In my opinion instead of trying to "Americanize" Europeans, it would be better to "Europeanize" them! Why make them feel less for their national history, heritage, music, culture and lifestyle? It would be better to project each others' cultural elements on each other!
One way of achieving the above is by teaching European history and the benefits or obligations of EU membership to all our pupils, in schools across the continent. In this way, we create engaged and conscious EU citizens as soon as they leave school, instead of having an apathetic population.
If we explain to our students how the EU works and what it does for them, then not only they would be informed but also be able to take advantage of their EU citizenship. Then populism and nationalism could not settle as easy in their conscience.
European history with all its bad and good pages, is what unites us and we should learn from it. Our collective history shaped the continent, but our individual shaped each nation. I think the best way to understand each other and learn about each others shortfalls, is to actually examine both our collective and national history.

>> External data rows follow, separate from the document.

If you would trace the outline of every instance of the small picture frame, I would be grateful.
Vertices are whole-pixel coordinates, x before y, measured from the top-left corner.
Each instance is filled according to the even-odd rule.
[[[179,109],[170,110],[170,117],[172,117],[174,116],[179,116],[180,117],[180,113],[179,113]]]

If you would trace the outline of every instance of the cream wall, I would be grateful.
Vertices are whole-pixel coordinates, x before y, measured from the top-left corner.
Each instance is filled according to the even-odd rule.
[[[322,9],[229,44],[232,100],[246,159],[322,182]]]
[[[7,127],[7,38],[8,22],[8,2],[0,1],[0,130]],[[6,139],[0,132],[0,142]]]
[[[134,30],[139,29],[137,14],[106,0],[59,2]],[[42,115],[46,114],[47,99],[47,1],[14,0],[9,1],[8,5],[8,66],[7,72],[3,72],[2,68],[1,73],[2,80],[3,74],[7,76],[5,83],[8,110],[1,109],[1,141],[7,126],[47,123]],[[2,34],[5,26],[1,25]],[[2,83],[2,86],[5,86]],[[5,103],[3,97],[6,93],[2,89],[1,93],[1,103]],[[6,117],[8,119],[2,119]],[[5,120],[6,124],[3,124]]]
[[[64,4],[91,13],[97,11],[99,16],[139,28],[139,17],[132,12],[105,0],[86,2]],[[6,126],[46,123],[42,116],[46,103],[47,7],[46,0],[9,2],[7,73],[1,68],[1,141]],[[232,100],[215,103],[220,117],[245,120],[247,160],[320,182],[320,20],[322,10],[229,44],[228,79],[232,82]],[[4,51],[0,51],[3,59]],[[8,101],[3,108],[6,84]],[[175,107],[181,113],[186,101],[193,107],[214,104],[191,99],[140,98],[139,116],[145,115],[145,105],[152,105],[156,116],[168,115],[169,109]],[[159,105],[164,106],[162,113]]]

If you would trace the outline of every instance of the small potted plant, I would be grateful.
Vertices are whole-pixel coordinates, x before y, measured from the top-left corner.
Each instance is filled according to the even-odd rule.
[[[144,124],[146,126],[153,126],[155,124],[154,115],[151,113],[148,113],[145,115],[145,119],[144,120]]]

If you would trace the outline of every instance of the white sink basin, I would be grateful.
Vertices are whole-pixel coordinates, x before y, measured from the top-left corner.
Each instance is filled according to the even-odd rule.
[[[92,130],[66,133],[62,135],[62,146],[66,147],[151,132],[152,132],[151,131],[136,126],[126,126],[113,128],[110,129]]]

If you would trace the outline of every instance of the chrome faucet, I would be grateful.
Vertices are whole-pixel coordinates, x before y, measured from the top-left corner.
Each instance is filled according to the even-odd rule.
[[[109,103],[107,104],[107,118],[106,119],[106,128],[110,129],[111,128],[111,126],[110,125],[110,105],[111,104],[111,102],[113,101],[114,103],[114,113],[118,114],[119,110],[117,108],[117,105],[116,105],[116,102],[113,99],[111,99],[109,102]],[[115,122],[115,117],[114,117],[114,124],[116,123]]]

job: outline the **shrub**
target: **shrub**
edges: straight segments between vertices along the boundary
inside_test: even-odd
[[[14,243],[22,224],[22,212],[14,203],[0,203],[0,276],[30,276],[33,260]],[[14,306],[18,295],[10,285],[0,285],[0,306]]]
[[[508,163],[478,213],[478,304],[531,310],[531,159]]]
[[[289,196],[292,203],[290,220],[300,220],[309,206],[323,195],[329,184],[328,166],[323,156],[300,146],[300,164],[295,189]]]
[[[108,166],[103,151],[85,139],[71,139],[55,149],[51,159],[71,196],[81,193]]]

So that we will be able to reach to the root of a problem in each country and potentially even solve it, while working together. Share knowledge and experience to sooth any differences and inequality that stand in the way of further integration.
How do you expect to integrate 27 (and soon more) total strangers? Before the Soviet block collapsed, my generation hardly knew that countries like Latvia or Estonia even existed. We never learned anything about them because they were in the Soviet block. Suddenly they regain their independence and they join the EU.

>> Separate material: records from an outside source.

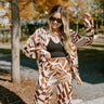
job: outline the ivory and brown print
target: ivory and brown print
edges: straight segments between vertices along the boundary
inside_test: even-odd
[[[73,73],[77,81],[81,81],[78,73],[78,57],[77,48],[88,46],[93,40],[93,22],[84,18],[84,26],[87,30],[86,37],[78,35],[70,30],[72,37],[72,53],[69,54],[73,62]],[[39,66],[39,81],[35,91],[34,104],[50,104],[52,98],[52,89],[57,89],[57,103],[70,104],[72,100],[72,69],[68,66],[67,60],[64,57],[55,57],[49,61],[44,55],[48,53],[47,47],[50,41],[50,35],[43,28],[37,29],[34,35],[29,37],[27,43],[23,48],[23,53],[26,56],[36,58]]]

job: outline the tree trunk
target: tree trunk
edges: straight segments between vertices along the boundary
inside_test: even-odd
[[[77,22],[77,24],[76,24],[76,32],[78,32],[78,22]]]
[[[21,36],[21,26],[20,26],[20,10],[18,10],[18,0],[11,0],[12,9],[12,81],[15,83],[21,82],[20,74],[20,36]]]

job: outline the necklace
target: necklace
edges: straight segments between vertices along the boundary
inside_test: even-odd
[[[61,31],[56,32],[56,31],[52,31],[51,32],[51,39],[55,42],[58,43],[61,41]]]

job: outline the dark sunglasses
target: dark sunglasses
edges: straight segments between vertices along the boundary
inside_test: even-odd
[[[56,21],[57,23],[62,23],[62,20],[61,20],[61,18],[55,18],[55,17],[52,17],[52,16],[51,16],[49,20],[50,20],[50,21],[53,21],[53,22]]]

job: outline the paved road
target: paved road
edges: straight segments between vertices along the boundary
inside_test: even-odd
[[[11,57],[0,54],[0,72],[11,73]],[[104,60],[79,63],[82,86],[73,83],[73,93],[78,95],[74,104],[104,104]],[[21,74],[38,79],[38,66],[35,60],[21,60]],[[84,102],[84,103],[83,103]]]

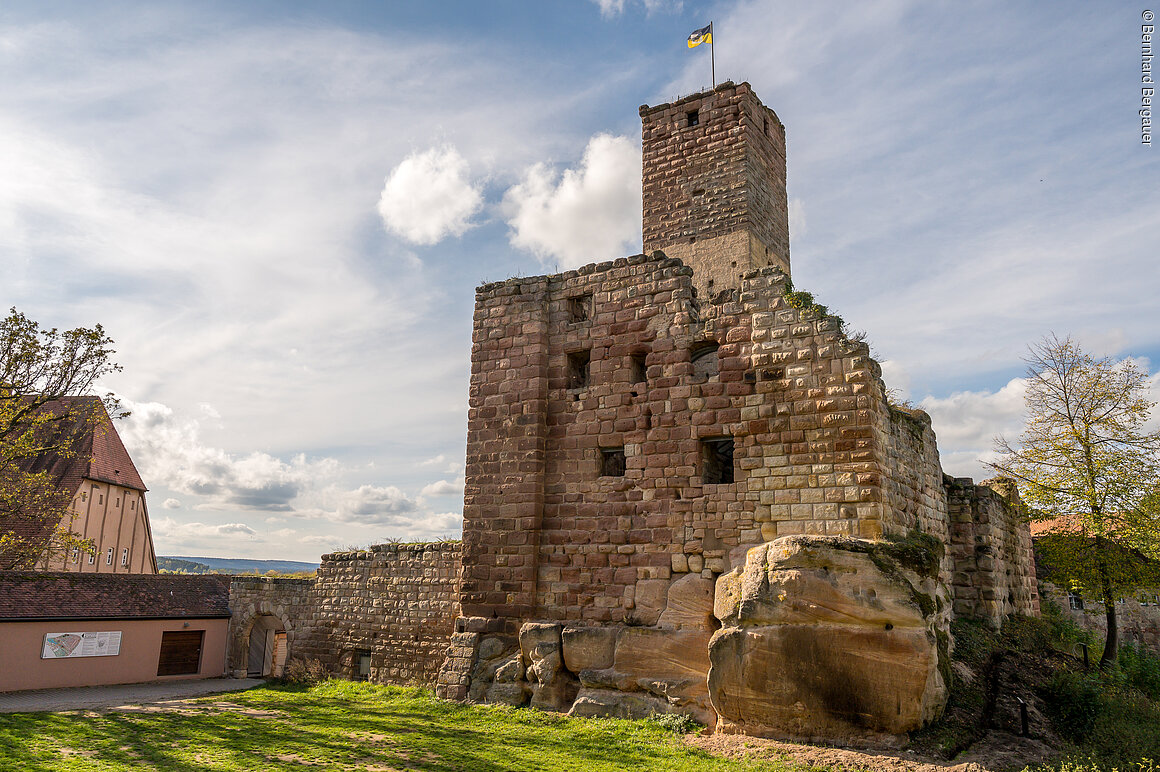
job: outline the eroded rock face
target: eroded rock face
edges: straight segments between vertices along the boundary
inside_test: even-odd
[[[560,634],[564,625],[528,622],[520,628],[520,651],[531,684],[531,706],[565,712],[580,690],[575,677],[564,667]]]
[[[950,604],[889,544],[786,537],[717,580],[709,692],[724,731],[885,743],[942,712]]]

But all I remember of them when I was in school is that these countries were located where the U.S.S.R started on the map. How many of the European population really saw 2004 as the year of European reunification? How many knew the history of those "new" nations? It is not as if Lithuania suddenly sprang out of Russia. But people just saw them as poor ex-communist populations that joined EU to work for us or receive subsidies by our hard earned taxes!

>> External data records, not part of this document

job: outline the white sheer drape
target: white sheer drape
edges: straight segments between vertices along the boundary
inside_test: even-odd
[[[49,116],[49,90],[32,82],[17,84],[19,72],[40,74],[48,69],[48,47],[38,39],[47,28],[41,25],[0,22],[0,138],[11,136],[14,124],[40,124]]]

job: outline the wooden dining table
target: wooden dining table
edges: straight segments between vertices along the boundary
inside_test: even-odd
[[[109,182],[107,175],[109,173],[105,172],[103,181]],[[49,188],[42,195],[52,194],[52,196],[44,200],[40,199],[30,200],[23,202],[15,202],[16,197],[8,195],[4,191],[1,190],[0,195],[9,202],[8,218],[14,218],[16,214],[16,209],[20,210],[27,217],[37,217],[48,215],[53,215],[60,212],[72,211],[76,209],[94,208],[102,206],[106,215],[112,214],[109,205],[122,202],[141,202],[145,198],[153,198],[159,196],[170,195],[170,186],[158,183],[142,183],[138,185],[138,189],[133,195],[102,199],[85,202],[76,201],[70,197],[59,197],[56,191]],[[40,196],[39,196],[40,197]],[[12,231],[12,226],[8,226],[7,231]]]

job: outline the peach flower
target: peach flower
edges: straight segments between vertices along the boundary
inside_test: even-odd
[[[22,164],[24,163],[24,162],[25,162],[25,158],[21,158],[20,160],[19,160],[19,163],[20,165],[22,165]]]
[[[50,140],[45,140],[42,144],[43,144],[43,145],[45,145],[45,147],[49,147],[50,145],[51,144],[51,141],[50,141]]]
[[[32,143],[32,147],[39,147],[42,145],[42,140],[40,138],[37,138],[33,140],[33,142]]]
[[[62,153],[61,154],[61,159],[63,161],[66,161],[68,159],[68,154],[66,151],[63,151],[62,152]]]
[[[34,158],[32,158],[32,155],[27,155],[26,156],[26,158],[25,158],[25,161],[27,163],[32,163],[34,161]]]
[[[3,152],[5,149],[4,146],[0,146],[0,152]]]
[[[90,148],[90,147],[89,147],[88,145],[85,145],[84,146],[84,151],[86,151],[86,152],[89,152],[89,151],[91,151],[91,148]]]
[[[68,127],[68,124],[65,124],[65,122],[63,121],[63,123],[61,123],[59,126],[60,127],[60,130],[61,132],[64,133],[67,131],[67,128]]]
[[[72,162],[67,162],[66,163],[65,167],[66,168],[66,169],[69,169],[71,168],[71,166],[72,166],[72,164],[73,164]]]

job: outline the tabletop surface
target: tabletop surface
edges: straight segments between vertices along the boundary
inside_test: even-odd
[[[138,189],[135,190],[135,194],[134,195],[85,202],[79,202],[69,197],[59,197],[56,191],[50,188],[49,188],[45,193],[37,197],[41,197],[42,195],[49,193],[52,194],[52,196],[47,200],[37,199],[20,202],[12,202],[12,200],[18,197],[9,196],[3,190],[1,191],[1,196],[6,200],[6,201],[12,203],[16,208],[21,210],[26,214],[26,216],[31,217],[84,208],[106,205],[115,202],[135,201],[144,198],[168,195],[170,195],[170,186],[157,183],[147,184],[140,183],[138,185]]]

If we studied about our history and each others culture, we would both keep our national heritage, but also project it to another 500 million Europeans across the continent. And of course enrich our culture with another 27 elements!
So far not only we failed to promote European integration, but we failed to integrate the immigrants in our societies too. Many European countries are struggling to integrate their immigrant populations. Instead of having separate religious schools for immigrant youths, we should be putting our kids together from a young age, not segregate them. Religion should be taught in a more generic and academic/philosophical content, instead as a dogma that must be followed.
In the case of other European immigrant children, we could promote a more multilingual education. Why set up separate language schools that youngsters must attend to learn their native language, but not have optional classes within the state schools in areas with high populations of expatriates? They could opt in for classes of their mother tongue in the same school for example.And not just them, but any student that wished to learn a new language.
The teachers of those classes could come from any EU country but should be employed by the state that the immigrants reside in. So far in most cases, it is the responsibility of the country of origin to send teachers to the expatriate populations across Europe. Why we make immigrant children feel different from a young age?
To conclude, European integration must go hand in hand with the education of its youth. Being a pupil in a European school should be an exciting learning experience, that offers the best qualifications for the future. But also exposes the young in a more collective way of thinking, cosmopolitanism, tolerance and active citizenship.